A. Origines historiques

1) Les séparatistes de

Avec l’incorporation de Cuba au marché international capitaliste, incorporation liée à l’industrialisation des secteurs exportateurs de l’économie insulaire, des modifications essentielles s’opérèrent dans la société. La plus fondamentale de toutes fut le déclin de la société esclavagiste, amorcé depuis les années quarante, qui s’accéléra alors. Cela créa les conditions susceptibles de générer des conditions sociales et politiques propices à la rupture. En ce sens, l’articulation des discours indépendantiste et abolitionniste se révèle un facteur idéologique central.

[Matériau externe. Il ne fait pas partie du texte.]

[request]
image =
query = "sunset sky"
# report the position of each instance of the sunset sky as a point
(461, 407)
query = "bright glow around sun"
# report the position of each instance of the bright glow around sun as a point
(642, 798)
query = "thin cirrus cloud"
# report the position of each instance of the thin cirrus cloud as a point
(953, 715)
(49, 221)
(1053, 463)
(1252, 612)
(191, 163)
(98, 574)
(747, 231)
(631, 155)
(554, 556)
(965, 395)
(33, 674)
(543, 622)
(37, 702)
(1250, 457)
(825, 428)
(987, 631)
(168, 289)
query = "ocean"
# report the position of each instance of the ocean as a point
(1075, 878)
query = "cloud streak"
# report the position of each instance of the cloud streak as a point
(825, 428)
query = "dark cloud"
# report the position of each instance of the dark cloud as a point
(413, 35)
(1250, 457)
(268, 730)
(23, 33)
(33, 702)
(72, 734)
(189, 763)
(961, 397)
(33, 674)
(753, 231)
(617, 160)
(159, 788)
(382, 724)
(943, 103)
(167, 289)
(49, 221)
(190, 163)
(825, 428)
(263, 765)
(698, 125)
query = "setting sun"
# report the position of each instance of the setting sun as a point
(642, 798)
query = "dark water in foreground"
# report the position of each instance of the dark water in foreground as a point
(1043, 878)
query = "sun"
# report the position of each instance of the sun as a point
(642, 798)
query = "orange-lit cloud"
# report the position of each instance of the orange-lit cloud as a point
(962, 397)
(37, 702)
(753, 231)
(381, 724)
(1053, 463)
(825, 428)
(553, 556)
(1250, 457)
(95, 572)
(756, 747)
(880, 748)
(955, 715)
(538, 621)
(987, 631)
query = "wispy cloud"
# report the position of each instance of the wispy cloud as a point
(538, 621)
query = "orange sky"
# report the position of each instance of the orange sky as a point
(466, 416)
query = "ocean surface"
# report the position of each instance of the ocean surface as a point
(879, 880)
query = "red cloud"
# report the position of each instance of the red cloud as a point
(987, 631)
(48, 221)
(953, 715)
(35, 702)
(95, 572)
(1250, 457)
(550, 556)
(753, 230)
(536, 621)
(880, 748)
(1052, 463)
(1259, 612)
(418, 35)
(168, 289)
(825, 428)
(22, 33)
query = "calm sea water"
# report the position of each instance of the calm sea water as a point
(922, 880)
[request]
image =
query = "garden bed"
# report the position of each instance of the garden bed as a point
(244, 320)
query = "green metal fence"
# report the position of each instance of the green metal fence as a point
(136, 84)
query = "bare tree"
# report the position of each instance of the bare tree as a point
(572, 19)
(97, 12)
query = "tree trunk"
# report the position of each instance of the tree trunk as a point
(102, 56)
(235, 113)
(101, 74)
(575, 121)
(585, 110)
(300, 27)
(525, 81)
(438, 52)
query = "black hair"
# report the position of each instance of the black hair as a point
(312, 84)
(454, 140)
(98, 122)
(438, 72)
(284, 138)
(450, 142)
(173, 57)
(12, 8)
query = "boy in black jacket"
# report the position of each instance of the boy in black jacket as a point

L’augmentation de la production sucrière et son traitement pour le marché extérieur impliquaient une restructuration du monde agricole. Une de ses conséquence serait la scission de la bourgeoisie du sucre en deux groupes désolidarisés.

Certains planteurs eurent les capacités et les moyens de l’opérer. Cette bourgeoisie agricole et industrielle réunit bientôt un capital énorme. Essentiellement installée dans la région occidentale, elle concentra la main d’œuvre esclave dans les sucreries. Liée à la grande bourgeoisie commerçante qui avait investi dans ce secteur, elle seule put continuer à supporter le coût de l’esclavage et assumer les dépenses supplémentaires et les risques consécutifs au recours à la traite illégale. Ces deux groupes soutenaient le maintien du système esclavagiste.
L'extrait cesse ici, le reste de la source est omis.